The aim of quantitative content analysis is to provide an account of what a media text contains (Gunter, 2012: 220). This kind of media content analysis is a specialised sub-set of content analysis, with MacNamara noting that scholars have referred to it as “the primary message-centred ideology” (2005: 1). It was communication theorist Harold Lasswell who introduced media content analysis as a method for studying mass media when he wanted to investigate propaganda, but it also became increasingly popular during the 1920s and 30s as a way to study the communication content of movies (MacNamara, 2005: 1). The arrival of television in the 1950s saw interest in media content analysis as a research methodology in social sciences and communication studies growing, with it becoming the primary research method for studying portrayals of violence, racism and women in TV and films. This is supported by Gunter who points out that in the 1940s, wartime intelligence used quantitative content analysis to monitor broadcasts for music and news content (2012: 219).
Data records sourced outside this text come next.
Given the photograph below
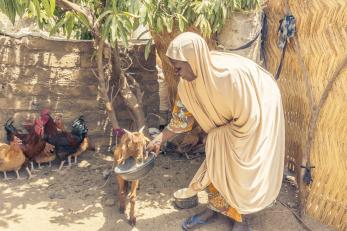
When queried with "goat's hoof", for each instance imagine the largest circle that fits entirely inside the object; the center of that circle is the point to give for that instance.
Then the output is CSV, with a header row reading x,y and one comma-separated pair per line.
x,y
132,221
121,210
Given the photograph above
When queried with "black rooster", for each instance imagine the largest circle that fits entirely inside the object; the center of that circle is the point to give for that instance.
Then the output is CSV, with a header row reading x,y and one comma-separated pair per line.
x,y
66,143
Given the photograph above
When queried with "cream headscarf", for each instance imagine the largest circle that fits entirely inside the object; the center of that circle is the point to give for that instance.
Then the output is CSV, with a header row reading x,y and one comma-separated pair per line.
x,y
239,105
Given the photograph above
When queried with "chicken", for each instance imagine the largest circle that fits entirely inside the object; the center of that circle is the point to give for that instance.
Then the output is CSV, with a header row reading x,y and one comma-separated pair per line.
x,y
65,143
132,144
32,142
86,143
46,156
12,157
58,120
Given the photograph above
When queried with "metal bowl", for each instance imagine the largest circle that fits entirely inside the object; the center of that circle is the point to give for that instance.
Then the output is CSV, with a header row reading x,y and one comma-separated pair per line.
x,y
185,202
130,171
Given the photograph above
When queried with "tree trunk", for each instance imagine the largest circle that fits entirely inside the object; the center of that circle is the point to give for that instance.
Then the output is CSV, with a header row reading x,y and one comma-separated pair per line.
x,y
242,28
103,85
132,100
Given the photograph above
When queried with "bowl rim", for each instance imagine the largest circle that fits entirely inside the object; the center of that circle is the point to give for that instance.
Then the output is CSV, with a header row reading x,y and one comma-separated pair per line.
x,y
154,156
185,198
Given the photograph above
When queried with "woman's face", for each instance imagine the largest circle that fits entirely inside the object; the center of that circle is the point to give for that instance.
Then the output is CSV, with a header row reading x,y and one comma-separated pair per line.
x,y
183,70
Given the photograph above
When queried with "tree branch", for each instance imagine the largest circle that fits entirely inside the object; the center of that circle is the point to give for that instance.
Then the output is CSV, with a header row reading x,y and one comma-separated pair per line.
x,y
65,4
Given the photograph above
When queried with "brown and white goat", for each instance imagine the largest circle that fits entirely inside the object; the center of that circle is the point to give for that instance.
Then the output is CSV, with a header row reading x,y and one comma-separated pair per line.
x,y
132,144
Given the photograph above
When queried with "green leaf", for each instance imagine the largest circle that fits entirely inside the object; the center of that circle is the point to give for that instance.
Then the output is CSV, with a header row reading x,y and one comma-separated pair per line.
x,y
82,19
52,3
181,21
159,24
47,7
57,26
103,15
148,49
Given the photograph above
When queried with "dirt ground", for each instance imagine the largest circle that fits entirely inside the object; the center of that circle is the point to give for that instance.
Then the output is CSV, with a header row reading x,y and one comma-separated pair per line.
x,y
73,200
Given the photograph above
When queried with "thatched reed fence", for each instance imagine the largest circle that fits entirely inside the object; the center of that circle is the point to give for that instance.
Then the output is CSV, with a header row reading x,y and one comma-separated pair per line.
x,y
322,37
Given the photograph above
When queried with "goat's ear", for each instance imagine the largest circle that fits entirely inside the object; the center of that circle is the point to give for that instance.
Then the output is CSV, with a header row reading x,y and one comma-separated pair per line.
x,y
141,129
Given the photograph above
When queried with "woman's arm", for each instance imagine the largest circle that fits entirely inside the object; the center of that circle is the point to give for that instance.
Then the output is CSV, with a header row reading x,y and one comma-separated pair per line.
x,y
181,121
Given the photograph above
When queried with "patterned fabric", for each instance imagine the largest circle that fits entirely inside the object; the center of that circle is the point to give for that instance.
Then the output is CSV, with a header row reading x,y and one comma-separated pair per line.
x,y
217,203
182,120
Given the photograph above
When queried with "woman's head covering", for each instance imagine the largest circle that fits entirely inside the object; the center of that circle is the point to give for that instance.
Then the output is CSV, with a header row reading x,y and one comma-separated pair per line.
x,y
189,47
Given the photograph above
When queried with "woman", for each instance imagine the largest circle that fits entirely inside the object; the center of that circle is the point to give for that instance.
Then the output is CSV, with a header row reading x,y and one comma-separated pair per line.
x,y
238,104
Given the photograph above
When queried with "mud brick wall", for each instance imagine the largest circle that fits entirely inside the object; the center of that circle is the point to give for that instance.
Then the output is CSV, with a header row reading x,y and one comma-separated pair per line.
x,y
37,73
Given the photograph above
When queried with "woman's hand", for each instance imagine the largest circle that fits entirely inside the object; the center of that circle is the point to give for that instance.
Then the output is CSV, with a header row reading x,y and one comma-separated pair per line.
x,y
154,145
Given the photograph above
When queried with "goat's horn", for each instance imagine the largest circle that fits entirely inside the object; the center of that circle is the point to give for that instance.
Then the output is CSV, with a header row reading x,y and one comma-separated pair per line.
x,y
141,129
126,131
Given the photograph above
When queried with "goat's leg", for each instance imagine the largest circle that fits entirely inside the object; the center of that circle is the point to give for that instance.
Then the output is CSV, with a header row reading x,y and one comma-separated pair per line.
x,y
17,173
69,160
5,176
132,196
121,194
29,173
61,165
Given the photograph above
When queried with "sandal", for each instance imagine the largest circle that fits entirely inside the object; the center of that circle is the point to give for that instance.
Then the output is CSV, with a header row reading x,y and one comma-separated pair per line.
x,y
194,222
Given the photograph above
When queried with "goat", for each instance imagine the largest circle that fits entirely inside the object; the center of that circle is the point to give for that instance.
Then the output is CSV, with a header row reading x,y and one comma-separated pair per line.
x,y
132,144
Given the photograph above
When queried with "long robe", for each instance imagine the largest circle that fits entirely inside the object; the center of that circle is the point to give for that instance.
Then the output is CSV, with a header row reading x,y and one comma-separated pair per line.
x,y
238,104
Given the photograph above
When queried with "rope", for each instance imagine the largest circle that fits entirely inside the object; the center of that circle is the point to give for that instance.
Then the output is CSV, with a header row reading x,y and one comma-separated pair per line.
x,y
109,176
Gunter notes that quantitative studies of media content largely involving the surveying of media output. When using this approach, measurement is conducted by numbers and so data processing, analysis and interpretation must be carefully attended to as they are crucial to how effective the study will ultimately be (Gunter, 2012: 210). However, Deacon warns that when working with numbers, frequency should not be seen as being a definitive measure of
significance (2008: 92).
While MacNamara (2005: 2), citing Berelson, defines quantitative content analysis as “a research technique for the objective, systematic and quantitative description of the manifest content of communication”, the use of the word “objective” has been challenged because researchers believe not even the most scientific methods in social research can produce totally objective results (MacNamara , 2005: 2).
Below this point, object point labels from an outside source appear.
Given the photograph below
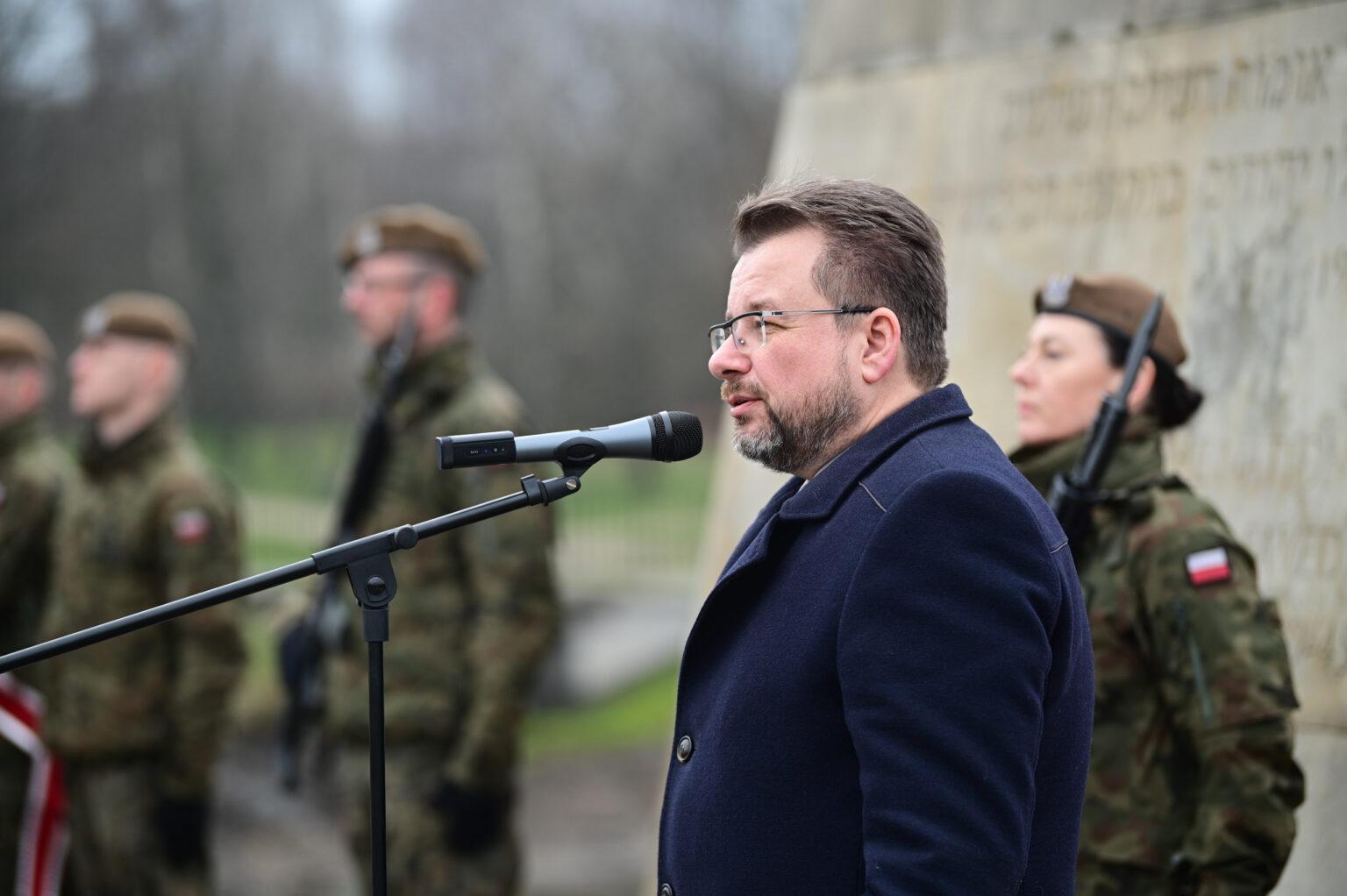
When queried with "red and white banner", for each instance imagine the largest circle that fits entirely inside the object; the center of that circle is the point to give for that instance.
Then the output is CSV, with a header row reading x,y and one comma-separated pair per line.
x,y
42,836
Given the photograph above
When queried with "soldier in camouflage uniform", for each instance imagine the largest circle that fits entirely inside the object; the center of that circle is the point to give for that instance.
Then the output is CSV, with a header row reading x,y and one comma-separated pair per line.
x,y
475,609
32,469
139,718
1193,787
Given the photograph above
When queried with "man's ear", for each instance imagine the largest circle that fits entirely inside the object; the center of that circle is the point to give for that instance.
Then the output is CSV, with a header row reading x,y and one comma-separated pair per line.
x,y
439,302
1141,387
882,344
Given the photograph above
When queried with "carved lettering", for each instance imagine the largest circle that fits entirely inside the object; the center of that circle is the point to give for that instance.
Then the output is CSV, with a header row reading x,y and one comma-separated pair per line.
x,y
1145,96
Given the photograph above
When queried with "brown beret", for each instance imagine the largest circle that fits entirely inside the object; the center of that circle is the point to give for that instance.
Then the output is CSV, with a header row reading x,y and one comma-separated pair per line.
x,y
417,228
1115,303
22,340
143,314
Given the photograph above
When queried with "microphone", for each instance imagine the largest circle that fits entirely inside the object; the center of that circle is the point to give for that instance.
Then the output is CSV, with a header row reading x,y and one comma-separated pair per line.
x,y
668,436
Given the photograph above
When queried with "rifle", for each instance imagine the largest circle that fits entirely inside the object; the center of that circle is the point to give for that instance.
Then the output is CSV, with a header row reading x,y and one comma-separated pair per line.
x,y
322,627
1073,494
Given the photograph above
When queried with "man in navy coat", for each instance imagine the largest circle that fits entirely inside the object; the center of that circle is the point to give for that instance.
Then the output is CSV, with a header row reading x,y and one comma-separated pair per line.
x,y
889,690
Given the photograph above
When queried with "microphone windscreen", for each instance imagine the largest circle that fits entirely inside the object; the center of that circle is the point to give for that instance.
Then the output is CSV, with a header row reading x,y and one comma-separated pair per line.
x,y
685,436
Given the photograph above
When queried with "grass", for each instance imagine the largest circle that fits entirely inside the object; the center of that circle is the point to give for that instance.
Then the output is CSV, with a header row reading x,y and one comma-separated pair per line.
x,y
638,715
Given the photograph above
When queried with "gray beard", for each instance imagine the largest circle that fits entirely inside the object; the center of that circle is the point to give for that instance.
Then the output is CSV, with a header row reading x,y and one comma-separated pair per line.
x,y
804,438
Quantitative content analysis, however, notes Deacon, has been criticised for ignoring the complexities of textual meaning and failing to engage with “people’s complex or interior lives or their situated cultural and social experiences” (2008: 92). A qualitative approach, on the other hand, can contribute to a “sustained, critical development of reflections and
The qualitative content analysis component of this study involved examining the tone of the articles in the sample as well as the disciplines contained within each story to ascertain what kind of entertainment stories were being published. Here distinctions were made between arts and entertainment items which were critical or informational, whether the language was simple or cluttered with jargon, how many – and whose – voices were represented in the stories, and the differences between articles attributed to reporters and those which appeared under no byline, or with a generic byline such as “staff writer”. Examining whose voices were represented on the entertainment pages helped to answer my research question relating to the role arts reporting can play in promoting local artists and artistic endeavours, while comparing the number of articles published under a reporter’s byline with those which are not, gave some insight into the resources available to community newspapers’ arts reporting function and how heavily PR copy was being relied on to populate arts and entertainment pages.
Comparing the results of content analysis along with input from editors, PR practitioners and arts promoters provided valuable insight into where the overlaps were in terms of what editors thought of their arts coverage, what promoters felt about their interactions with community media, and the interpretative results of qualitative content analysis.